Third, what is the optimal dose of warfarin? The intensity of anticoagulation in the 5 studies varied from an International Normalized Ratio (INR) of 2.8 to 4.2, to an INR of 1.4 to 2.8. A randomized study comparing 2 intensities of anticoagulation is under way in the Netherlands. In the meantime, an INR between 2.0 and 3.0 seems reasonable.

Finally, what is the role of warfarin in patients who have already had a stroke? Because warfarin is so effective in patients who have not had a stroke, it seems sensible to give warfarin to patients who have had a previous stroke, pending the results of a recently completed study.

Andreas Laupacis, MD
Ottawa Civic HospitalOttawa, Ontario, Canada


References

1. Laupacis A, Albers G, Dunn M, Feinberg W. Antithrombotic therapy in atrial fibrillation. Chest. 1992;102(Suppl):426S-33S.

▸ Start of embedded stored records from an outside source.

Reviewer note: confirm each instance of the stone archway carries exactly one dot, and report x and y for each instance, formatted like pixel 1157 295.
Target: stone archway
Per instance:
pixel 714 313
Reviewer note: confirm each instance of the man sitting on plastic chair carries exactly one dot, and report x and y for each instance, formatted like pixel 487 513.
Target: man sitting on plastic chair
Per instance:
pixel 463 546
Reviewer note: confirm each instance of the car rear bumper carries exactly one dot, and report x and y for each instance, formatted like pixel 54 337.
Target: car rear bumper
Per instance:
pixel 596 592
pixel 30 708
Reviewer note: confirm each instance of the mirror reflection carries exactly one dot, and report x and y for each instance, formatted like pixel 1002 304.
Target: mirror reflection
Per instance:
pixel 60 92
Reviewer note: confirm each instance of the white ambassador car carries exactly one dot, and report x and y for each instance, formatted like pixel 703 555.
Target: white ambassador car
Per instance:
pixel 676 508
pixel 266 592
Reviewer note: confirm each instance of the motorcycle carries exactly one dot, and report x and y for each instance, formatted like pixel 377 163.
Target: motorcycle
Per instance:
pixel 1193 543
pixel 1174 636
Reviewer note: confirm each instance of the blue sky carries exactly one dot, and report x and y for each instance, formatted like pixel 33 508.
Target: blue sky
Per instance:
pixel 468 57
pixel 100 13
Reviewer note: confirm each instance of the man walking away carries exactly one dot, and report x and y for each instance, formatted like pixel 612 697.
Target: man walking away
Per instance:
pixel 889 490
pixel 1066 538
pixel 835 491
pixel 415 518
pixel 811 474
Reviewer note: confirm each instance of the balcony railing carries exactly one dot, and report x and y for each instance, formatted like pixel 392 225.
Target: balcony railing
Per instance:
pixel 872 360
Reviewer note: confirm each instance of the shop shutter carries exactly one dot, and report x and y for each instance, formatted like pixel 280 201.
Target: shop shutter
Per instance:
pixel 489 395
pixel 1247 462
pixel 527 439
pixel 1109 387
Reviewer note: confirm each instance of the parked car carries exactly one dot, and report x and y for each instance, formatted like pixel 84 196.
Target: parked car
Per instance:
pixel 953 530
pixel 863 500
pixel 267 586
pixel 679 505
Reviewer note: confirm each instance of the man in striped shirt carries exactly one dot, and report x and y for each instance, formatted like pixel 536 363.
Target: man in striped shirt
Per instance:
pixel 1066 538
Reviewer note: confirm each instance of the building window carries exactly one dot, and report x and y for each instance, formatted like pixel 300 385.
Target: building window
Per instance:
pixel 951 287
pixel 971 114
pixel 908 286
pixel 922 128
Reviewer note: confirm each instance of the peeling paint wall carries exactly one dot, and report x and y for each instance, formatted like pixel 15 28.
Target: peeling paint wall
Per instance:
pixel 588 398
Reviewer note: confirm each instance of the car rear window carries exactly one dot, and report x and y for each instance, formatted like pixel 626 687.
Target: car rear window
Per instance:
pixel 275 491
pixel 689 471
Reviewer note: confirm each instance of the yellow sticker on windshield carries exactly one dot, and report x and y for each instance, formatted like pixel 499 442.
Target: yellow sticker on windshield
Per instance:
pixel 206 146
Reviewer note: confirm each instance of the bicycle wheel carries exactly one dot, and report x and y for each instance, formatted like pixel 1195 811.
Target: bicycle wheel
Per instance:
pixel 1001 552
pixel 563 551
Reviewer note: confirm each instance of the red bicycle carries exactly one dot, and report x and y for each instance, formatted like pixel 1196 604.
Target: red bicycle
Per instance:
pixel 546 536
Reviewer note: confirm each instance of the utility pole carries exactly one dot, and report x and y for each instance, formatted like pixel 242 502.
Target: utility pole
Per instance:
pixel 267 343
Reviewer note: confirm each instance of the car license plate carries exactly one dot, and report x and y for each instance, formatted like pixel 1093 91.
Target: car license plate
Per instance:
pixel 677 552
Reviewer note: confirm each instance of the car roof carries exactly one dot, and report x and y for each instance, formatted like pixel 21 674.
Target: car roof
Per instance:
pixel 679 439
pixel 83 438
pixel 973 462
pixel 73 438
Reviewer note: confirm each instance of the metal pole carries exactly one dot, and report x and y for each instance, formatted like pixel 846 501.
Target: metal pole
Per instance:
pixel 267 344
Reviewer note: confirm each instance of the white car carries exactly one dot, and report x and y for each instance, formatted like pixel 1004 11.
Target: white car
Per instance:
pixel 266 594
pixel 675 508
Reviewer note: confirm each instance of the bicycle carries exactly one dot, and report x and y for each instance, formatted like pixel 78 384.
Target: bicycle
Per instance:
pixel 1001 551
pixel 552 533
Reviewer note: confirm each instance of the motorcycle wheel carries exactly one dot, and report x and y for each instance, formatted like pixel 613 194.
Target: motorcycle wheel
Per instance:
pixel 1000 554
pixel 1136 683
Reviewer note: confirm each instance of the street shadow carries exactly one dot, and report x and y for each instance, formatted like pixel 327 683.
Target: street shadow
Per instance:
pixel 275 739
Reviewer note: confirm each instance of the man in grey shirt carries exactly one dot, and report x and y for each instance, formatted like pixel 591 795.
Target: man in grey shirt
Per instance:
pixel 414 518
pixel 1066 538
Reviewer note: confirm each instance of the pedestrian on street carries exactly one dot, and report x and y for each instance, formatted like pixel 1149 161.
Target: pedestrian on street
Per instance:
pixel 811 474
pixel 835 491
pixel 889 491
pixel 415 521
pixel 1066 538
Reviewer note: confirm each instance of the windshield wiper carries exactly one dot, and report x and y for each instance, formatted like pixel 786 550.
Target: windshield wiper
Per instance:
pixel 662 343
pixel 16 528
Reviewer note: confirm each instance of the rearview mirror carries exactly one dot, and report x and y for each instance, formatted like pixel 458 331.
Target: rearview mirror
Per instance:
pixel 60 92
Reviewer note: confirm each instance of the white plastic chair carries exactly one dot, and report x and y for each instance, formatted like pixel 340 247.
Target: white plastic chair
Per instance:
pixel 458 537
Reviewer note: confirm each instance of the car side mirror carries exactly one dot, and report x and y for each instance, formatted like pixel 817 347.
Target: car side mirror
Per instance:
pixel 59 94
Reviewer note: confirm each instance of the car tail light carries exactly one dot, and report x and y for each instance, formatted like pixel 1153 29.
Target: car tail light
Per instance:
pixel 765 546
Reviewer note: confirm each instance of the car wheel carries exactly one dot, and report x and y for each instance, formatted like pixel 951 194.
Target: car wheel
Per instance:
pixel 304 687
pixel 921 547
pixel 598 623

2. Petersen P, Boysen G, Godtredsen J, et al. Placebo-controlled, randomised trial of warfarin and aspirin for prevention of thromboembolic complications in chronic atrial fibrillation. The Copenhagen AFASAK study. Lancet. 1989;1:175-9.

3. The Stroke Prevention in Atrial Fibrillation Investigators. Stroke Prevention in Atrial Fibrillation Study. Final results. Circulation. 1991;84:527-39.